Das Gegenteil ist aber der Fall, ich bin noch einsamer, weil mich niemand versteht. 

Es gibt nicht viele Menschen, die dir in diesem Schmerz die Hand reichen und dich vor dem Ertrinken retten können. Meist ist es schon großes Glück, wenn man einen Menschen im Leben trifft, der das kann. 

Ich habe dieses Glück. 

Da ist ein Mensch, der in den richtigen Momenten die richtigen Dinge tut, den ich im freien Fall sehen kann und der es dann oft schafft, meinen Sturz abzufedern. Er bringt mir immer wieder das Gute und Licht in mein Leben. Und zwar dann, wenn ich es am nötigsten brauche. Ohne es zu wissen. Er hat mein Denken so manches mal in eine andere Richtung gedreht und mich mit seiner Güte und seinem guten Herzen auf einen Weg gebracht, auf dem ich meine Dämonen auch mal abhängen kann. 
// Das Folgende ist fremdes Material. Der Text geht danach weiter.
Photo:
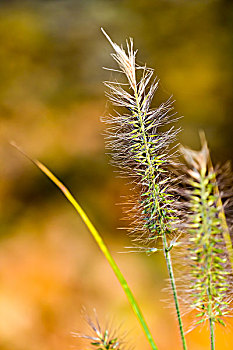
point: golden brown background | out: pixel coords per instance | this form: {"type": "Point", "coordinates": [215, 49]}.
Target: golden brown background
{"type": "Point", "coordinates": [51, 98]}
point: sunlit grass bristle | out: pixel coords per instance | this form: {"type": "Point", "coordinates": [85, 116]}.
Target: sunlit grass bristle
{"type": "Point", "coordinates": [209, 275]}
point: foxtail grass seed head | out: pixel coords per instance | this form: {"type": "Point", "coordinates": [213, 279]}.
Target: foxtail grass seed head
{"type": "Point", "coordinates": [140, 149]}
{"type": "Point", "coordinates": [209, 275]}
{"type": "Point", "coordinates": [100, 338]}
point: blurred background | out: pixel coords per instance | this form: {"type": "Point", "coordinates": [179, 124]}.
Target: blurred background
{"type": "Point", "coordinates": [51, 100]}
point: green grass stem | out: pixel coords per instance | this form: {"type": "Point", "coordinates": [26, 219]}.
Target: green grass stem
{"type": "Point", "coordinates": [101, 245]}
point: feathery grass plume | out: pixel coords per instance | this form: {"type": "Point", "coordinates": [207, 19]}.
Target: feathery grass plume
{"type": "Point", "coordinates": [106, 338]}
{"type": "Point", "coordinates": [140, 149]}
{"type": "Point", "coordinates": [209, 275]}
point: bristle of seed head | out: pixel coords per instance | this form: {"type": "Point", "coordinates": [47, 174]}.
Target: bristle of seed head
{"type": "Point", "coordinates": [140, 149]}
{"type": "Point", "coordinates": [208, 279]}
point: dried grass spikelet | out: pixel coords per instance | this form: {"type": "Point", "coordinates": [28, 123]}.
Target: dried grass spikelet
{"type": "Point", "coordinates": [106, 338]}
{"type": "Point", "coordinates": [208, 279]}
{"type": "Point", "coordinates": [140, 149]}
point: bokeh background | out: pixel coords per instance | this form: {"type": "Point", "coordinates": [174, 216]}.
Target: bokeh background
{"type": "Point", "coordinates": [51, 100]}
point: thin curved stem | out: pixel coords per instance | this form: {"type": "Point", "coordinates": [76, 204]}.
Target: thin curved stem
{"type": "Point", "coordinates": [101, 245]}
{"type": "Point", "coordinates": [174, 291]}
{"type": "Point", "coordinates": [212, 337]}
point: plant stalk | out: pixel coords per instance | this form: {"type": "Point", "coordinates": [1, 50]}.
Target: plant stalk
{"type": "Point", "coordinates": [101, 245]}
{"type": "Point", "coordinates": [166, 249]}
{"type": "Point", "coordinates": [174, 291]}
{"type": "Point", "coordinates": [222, 216]}
{"type": "Point", "coordinates": [212, 338]}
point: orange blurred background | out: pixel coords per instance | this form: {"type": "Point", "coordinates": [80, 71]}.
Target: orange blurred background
{"type": "Point", "coordinates": [51, 100]}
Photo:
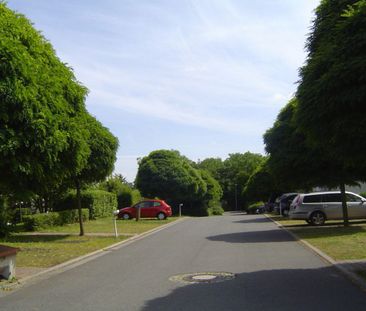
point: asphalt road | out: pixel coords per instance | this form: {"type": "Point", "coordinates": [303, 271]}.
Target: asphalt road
{"type": "Point", "coordinates": [272, 272]}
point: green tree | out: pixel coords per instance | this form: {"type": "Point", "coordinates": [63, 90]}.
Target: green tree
{"type": "Point", "coordinates": [236, 171]}
{"type": "Point", "coordinates": [168, 175]}
{"type": "Point", "coordinates": [261, 185]}
{"type": "Point", "coordinates": [332, 90]}
{"type": "Point", "coordinates": [212, 165]}
{"type": "Point", "coordinates": [40, 103]}
{"type": "Point", "coordinates": [100, 161]}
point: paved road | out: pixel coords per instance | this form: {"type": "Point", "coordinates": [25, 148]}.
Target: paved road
{"type": "Point", "coordinates": [273, 272]}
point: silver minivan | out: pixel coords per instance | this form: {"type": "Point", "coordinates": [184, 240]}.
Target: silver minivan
{"type": "Point", "coordinates": [315, 208]}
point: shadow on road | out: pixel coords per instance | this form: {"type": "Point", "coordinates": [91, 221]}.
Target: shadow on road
{"type": "Point", "coordinates": [253, 220]}
{"type": "Point", "coordinates": [302, 289]}
{"type": "Point", "coordinates": [253, 237]}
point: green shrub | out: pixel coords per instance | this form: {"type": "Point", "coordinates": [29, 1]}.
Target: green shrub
{"type": "Point", "coordinates": [19, 213]}
{"type": "Point", "coordinates": [253, 207]}
{"type": "Point", "coordinates": [47, 220]}
{"type": "Point", "coordinates": [100, 203]}
{"type": "Point", "coordinates": [215, 210]}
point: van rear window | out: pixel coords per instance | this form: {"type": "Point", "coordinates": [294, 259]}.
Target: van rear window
{"type": "Point", "coordinates": [312, 198]}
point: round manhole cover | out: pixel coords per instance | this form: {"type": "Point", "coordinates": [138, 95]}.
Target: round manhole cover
{"type": "Point", "coordinates": [203, 277]}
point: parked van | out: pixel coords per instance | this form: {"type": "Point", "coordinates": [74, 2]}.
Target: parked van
{"type": "Point", "coordinates": [315, 208]}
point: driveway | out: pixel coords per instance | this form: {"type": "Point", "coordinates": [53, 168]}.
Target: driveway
{"type": "Point", "coordinates": [270, 271]}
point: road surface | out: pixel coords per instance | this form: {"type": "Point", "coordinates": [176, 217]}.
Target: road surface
{"type": "Point", "coordinates": [272, 272]}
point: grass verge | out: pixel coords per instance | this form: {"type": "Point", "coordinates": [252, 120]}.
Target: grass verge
{"type": "Point", "coordinates": [105, 225]}
{"type": "Point", "coordinates": [62, 243]}
{"type": "Point", "coordinates": [337, 241]}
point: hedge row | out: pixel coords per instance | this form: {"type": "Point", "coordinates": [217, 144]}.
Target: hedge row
{"type": "Point", "coordinates": [252, 209]}
{"type": "Point", "coordinates": [46, 220]}
{"type": "Point", "coordinates": [99, 203]}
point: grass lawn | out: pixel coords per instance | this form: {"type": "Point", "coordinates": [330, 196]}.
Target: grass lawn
{"type": "Point", "coordinates": [337, 241]}
{"type": "Point", "coordinates": [49, 250]}
{"type": "Point", "coordinates": [105, 225]}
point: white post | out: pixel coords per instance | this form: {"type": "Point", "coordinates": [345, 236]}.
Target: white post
{"type": "Point", "coordinates": [115, 213]}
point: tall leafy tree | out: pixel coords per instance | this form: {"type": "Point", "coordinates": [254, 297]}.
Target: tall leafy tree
{"type": "Point", "coordinates": [262, 185]}
{"type": "Point", "coordinates": [100, 161]}
{"type": "Point", "coordinates": [40, 103]}
{"type": "Point", "coordinates": [332, 89]}
{"type": "Point", "coordinates": [294, 163]}
{"type": "Point", "coordinates": [236, 171]}
{"type": "Point", "coordinates": [168, 175]}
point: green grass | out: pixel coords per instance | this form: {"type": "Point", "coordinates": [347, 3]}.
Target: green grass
{"type": "Point", "coordinates": [105, 225]}
{"type": "Point", "coordinates": [64, 244]}
{"type": "Point", "coordinates": [337, 241]}
{"type": "Point", "coordinates": [46, 251]}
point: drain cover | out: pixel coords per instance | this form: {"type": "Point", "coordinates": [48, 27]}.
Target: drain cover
{"type": "Point", "coordinates": [203, 277]}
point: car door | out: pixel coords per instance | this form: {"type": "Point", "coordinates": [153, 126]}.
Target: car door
{"type": "Point", "coordinates": [356, 207]}
{"type": "Point", "coordinates": [332, 205]}
{"type": "Point", "coordinates": [146, 209]}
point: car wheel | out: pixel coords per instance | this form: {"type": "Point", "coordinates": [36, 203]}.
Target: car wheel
{"type": "Point", "coordinates": [161, 216]}
{"type": "Point", "coordinates": [126, 216]}
{"type": "Point", "coordinates": [317, 218]}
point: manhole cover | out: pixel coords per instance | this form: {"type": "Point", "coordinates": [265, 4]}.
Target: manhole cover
{"type": "Point", "coordinates": [203, 277]}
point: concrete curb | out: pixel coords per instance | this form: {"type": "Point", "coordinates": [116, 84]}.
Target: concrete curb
{"type": "Point", "coordinates": [357, 280]}
{"type": "Point", "coordinates": [85, 258]}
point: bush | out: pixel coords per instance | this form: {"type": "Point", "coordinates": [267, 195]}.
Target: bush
{"type": "Point", "coordinates": [19, 213]}
{"type": "Point", "coordinates": [100, 203]}
{"type": "Point", "coordinates": [47, 220]}
{"type": "Point", "coordinates": [216, 210]}
{"type": "Point", "coordinates": [252, 209]}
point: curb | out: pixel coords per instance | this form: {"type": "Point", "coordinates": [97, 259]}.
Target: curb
{"type": "Point", "coordinates": [355, 279]}
{"type": "Point", "coordinates": [85, 258]}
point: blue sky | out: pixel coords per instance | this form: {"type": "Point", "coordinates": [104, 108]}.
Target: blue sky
{"type": "Point", "coordinates": [205, 77]}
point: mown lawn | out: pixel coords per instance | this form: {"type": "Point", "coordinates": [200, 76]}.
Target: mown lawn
{"type": "Point", "coordinates": [62, 243]}
{"type": "Point", "coordinates": [337, 241]}
{"type": "Point", "coordinates": [105, 225]}
{"type": "Point", "coordinates": [47, 251]}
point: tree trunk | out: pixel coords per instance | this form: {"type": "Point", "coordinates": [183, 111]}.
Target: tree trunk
{"type": "Point", "coordinates": [78, 199]}
{"type": "Point", "coordinates": [344, 204]}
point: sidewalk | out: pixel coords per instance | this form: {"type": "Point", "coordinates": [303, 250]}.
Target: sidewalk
{"type": "Point", "coordinates": [350, 268]}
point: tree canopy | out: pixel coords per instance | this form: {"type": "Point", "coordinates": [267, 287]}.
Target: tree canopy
{"type": "Point", "coordinates": [41, 101]}
{"type": "Point", "coordinates": [332, 88]}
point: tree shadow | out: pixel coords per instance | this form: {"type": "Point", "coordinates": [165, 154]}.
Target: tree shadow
{"type": "Point", "coordinates": [253, 237]}
{"type": "Point", "coordinates": [19, 238]}
{"type": "Point", "coordinates": [326, 231]}
{"type": "Point", "coordinates": [253, 220]}
{"type": "Point", "coordinates": [288, 289]}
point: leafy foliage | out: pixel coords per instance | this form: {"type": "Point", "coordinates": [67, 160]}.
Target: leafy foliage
{"type": "Point", "coordinates": [41, 101]}
{"type": "Point", "coordinates": [172, 177]}
{"type": "Point", "coordinates": [100, 203]}
{"type": "Point", "coordinates": [47, 220]}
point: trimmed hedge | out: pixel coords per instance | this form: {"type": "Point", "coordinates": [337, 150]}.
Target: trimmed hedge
{"type": "Point", "coordinates": [215, 210]}
{"type": "Point", "coordinates": [100, 203]}
{"type": "Point", "coordinates": [46, 220]}
{"type": "Point", "coordinates": [252, 209]}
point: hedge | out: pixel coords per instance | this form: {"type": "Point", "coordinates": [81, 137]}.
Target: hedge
{"type": "Point", "coordinates": [252, 209]}
{"type": "Point", "coordinates": [46, 220]}
{"type": "Point", "coordinates": [100, 203]}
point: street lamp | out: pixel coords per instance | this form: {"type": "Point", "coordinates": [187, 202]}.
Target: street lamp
{"type": "Point", "coordinates": [236, 197]}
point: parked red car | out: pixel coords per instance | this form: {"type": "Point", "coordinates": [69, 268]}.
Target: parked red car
{"type": "Point", "coordinates": [149, 209]}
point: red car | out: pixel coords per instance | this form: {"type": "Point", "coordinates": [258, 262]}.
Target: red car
{"type": "Point", "coordinates": [149, 209]}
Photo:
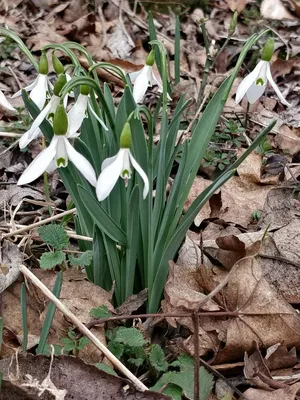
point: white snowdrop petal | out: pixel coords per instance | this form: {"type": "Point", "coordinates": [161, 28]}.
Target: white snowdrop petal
{"type": "Point", "coordinates": [39, 164]}
{"type": "Point", "coordinates": [247, 82]}
{"type": "Point", "coordinates": [27, 88]}
{"type": "Point", "coordinates": [109, 176]}
{"type": "Point", "coordinates": [142, 174]}
{"type": "Point", "coordinates": [77, 114]}
{"type": "Point", "coordinates": [31, 133]}
{"type": "Point", "coordinates": [39, 93]}
{"type": "Point", "coordinates": [141, 85]}
{"type": "Point", "coordinates": [81, 163]}
{"type": "Point", "coordinates": [5, 103]}
{"type": "Point", "coordinates": [255, 92]}
{"type": "Point", "coordinates": [97, 117]}
{"type": "Point", "coordinates": [276, 88]}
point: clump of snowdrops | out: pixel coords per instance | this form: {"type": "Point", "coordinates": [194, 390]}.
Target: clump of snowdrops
{"type": "Point", "coordinates": [115, 174]}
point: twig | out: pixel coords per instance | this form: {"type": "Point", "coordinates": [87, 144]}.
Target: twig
{"type": "Point", "coordinates": [217, 373]}
{"type": "Point", "coordinates": [279, 258]}
{"type": "Point", "coordinates": [40, 223]}
{"type": "Point", "coordinates": [70, 316]}
{"type": "Point", "coordinates": [195, 318]}
{"type": "Point", "coordinates": [214, 314]}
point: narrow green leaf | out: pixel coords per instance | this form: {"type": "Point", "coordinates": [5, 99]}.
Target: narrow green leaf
{"type": "Point", "coordinates": [24, 317]}
{"type": "Point", "coordinates": [50, 315]}
{"type": "Point", "coordinates": [100, 216]}
{"type": "Point", "coordinates": [177, 50]}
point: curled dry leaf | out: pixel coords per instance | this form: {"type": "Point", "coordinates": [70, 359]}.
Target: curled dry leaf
{"type": "Point", "coordinates": [80, 296]}
{"type": "Point", "coordinates": [80, 381]}
{"type": "Point", "coordinates": [249, 292]}
{"type": "Point", "coordinates": [288, 393]}
{"type": "Point", "coordinates": [274, 9]}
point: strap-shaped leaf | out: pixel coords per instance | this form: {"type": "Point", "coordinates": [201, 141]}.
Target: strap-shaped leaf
{"type": "Point", "coordinates": [100, 217]}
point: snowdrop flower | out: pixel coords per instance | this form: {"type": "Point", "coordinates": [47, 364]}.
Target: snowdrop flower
{"type": "Point", "coordinates": [48, 111]}
{"type": "Point", "coordinates": [5, 103]}
{"type": "Point", "coordinates": [60, 151]}
{"type": "Point", "coordinates": [40, 86]}
{"type": "Point", "coordinates": [144, 78]}
{"type": "Point", "coordinates": [254, 85]}
{"type": "Point", "coordinates": [119, 166]}
{"type": "Point", "coordinates": [78, 112]}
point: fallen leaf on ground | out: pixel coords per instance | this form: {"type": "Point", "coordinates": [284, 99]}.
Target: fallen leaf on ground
{"type": "Point", "coordinates": [69, 375]}
{"type": "Point", "coordinates": [288, 393]}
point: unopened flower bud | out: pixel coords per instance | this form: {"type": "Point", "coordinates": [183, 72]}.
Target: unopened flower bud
{"type": "Point", "coordinates": [125, 138]}
{"type": "Point", "coordinates": [59, 84]}
{"type": "Point", "coordinates": [60, 121]}
{"type": "Point", "coordinates": [57, 65]}
{"type": "Point", "coordinates": [233, 23]}
{"type": "Point", "coordinates": [268, 50]}
{"type": "Point", "coordinates": [43, 65]}
{"type": "Point", "coordinates": [85, 90]}
{"type": "Point", "coordinates": [150, 58]}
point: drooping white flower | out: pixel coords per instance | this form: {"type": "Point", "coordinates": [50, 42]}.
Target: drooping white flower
{"type": "Point", "coordinates": [40, 86]}
{"type": "Point", "coordinates": [119, 166]}
{"type": "Point", "coordinates": [48, 111]}
{"type": "Point", "coordinates": [254, 84]}
{"type": "Point", "coordinates": [6, 104]}
{"type": "Point", "coordinates": [60, 151]}
{"type": "Point", "coordinates": [35, 131]}
{"type": "Point", "coordinates": [144, 78]}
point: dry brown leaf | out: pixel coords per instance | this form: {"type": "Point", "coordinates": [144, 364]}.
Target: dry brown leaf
{"type": "Point", "coordinates": [237, 5]}
{"type": "Point", "coordinates": [288, 139]}
{"type": "Point", "coordinates": [80, 296]}
{"type": "Point", "coordinates": [278, 357]}
{"type": "Point", "coordinates": [239, 199]}
{"type": "Point", "coordinates": [288, 393]}
{"type": "Point", "coordinates": [183, 291]}
{"type": "Point", "coordinates": [26, 379]}
{"type": "Point", "coordinates": [253, 364]}
{"type": "Point", "coordinates": [274, 9]}
{"type": "Point", "coordinates": [249, 292]}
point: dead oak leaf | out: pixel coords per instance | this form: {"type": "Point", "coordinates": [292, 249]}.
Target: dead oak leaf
{"type": "Point", "coordinates": [272, 319]}
{"type": "Point", "coordinates": [288, 393]}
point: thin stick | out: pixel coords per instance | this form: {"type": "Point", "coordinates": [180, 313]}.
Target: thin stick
{"type": "Point", "coordinates": [70, 316]}
{"type": "Point", "coordinates": [40, 223]}
{"type": "Point", "coordinates": [196, 356]}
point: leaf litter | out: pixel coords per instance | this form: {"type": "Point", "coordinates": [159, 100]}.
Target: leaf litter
{"type": "Point", "coordinates": [224, 250]}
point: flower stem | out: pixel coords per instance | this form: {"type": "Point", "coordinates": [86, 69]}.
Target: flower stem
{"type": "Point", "coordinates": [46, 184]}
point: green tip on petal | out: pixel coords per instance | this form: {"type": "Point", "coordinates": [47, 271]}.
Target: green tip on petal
{"type": "Point", "coordinates": [57, 65]}
{"type": "Point", "coordinates": [151, 58]}
{"type": "Point", "coordinates": [60, 121]}
{"type": "Point", "coordinates": [268, 50]}
{"type": "Point", "coordinates": [43, 65]}
{"type": "Point", "coordinates": [59, 84]}
{"type": "Point", "coordinates": [85, 90]}
{"type": "Point", "coordinates": [233, 23]}
{"type": "Point", "coordinates": [125, 138]}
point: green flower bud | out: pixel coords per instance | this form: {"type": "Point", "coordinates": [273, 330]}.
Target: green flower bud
{"type": "Point", "coordinates": [150, 58]}
{"type": "Point", "coordinates": [125, 138]}
{"type": "Point", "coordinates": [57, 65]}
{"type": "Point", "coordinates": [268, 50]}
{"type": "Point", "coordinates": [233, 23]}
{"type": "Point", "coordinates": [60, 121]}
{"type": "Point", "coordinates": [84, 89]}
{"type": "Point", "coordinates": [43, 65]}
{"type": "Point", "coordinates": [59, 84]}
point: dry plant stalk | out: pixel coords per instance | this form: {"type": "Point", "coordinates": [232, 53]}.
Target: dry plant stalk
{"type": "Point", "coordinates": [83, 329]}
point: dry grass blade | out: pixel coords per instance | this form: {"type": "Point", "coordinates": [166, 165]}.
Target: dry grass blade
{"type": "Point", "coordinates": [29, 275]}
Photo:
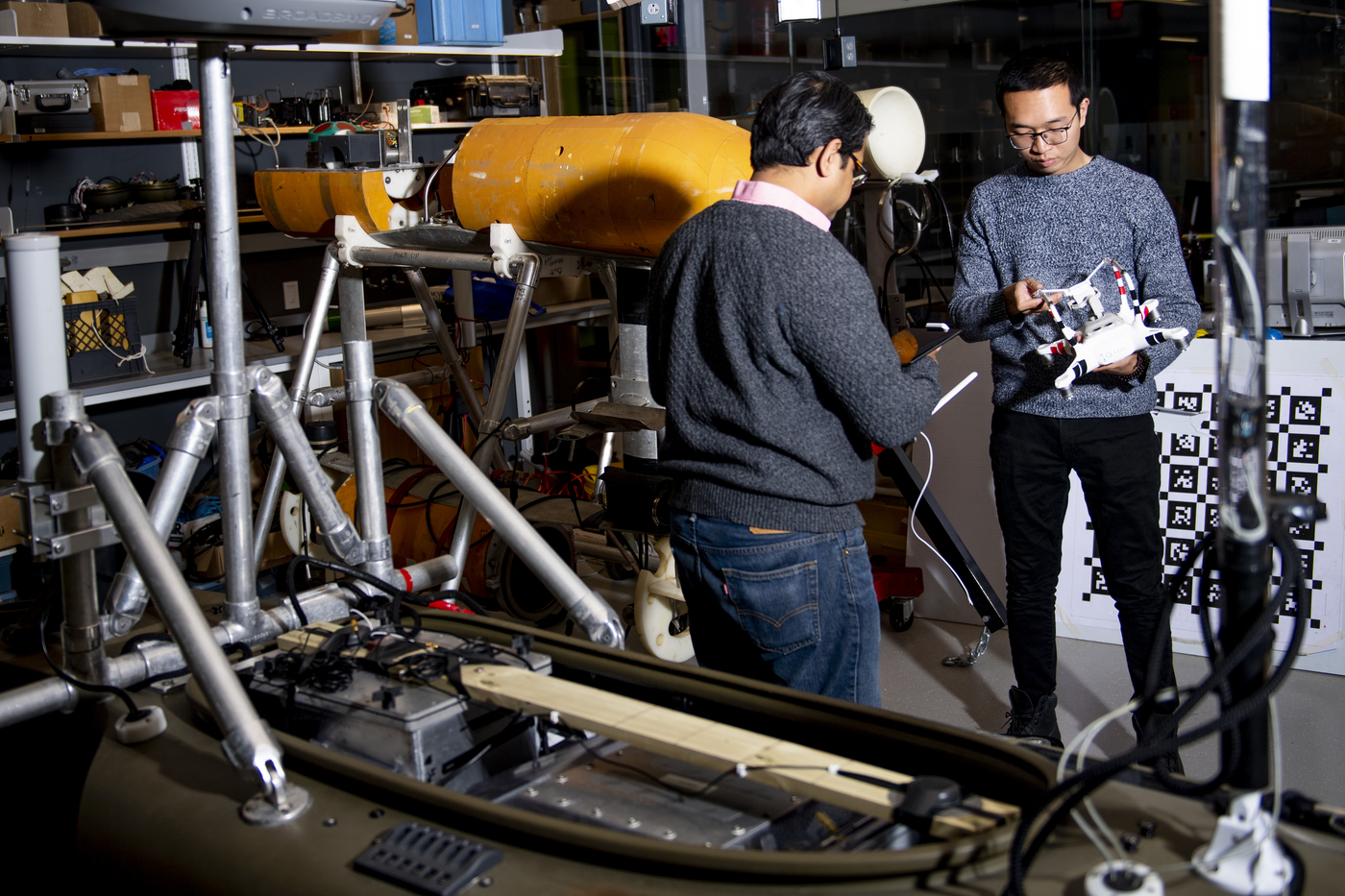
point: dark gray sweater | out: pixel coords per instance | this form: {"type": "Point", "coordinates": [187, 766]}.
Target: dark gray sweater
{"type": "Point", "coordinates": [767, 350]}
{"type": "Point", "coordinates": [1058, 229]}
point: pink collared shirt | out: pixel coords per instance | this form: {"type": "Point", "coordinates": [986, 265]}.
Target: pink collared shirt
{"type": "Point", "coordinates": [762, 193]}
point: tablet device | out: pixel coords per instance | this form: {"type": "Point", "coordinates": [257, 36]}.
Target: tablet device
{"type": "Point", "coordinates": [931, 338]}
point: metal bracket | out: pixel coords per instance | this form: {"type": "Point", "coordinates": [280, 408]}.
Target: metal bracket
{"type": "Point", "coordinates": [977, 653]}
{"type": "Point", "coordinates": [64, 502]}
{"type": "Point", "coordinates": [504, 245]}
{"type": "Point", "coordinates": [40, 510]}
{"type": "Point", "coordinates": [76, 543]}
{"type": "Point", "coordinates": [352, 235]}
Diese Verbindung bedeutet mir so viel. 

Es ist nicht einfach, mit meinen Dämonen zu leben. Es ist nicht einfach, mit mir klarzukommen. Ich habe den Rückzug in mich selbst perfektioniert. Ich tendiere dazu, Gutes, das mir widerfährt nicht zu sehen, weil es mir schwerfällt, mit guten Gefühlen umzugehen. Es ist verrückt, dass man irgendwann ein Muster entwickelt, in dem Schmerz das vertraute Gefühl ist und in dem das Gute so unbekannt und vage ist, dass man lieber den Schmerz wählt, weil man sich darin halt besser auskennt. 

Die Suche nach Schutz ist nicht gerade eine Erfolgsgeschichte in meinem Leben. Wenn er da war, dann hat es sich nicht richtig angefühlt, weil ich mich nicht verstanden fühlte. Ich komme immer wieder zu dem Schluss, dass ich mich nur selbst beschützen kann. Vielleicht muss ich dafür akzeptieren, dass meine innere Waage nicht richtig geeicht ist. Vielleicht muss ich den Schmerz und die Traurigkeit als die Freunde begreifen, die sie sind – in mir drin und trotzdem nicht alles beherrschend. Dass es das Gute gibt, muss einen Wert haben. 

“For many years, I have been moved by the blue at the far edge of what can be seen, that color of horizons, of remote mountain ranges, of anything far away. The color of that distance is the color of an emotion, the color of solitude and of desire, the color of there seen from here, the color of where you are not. And the color of where you can never go.”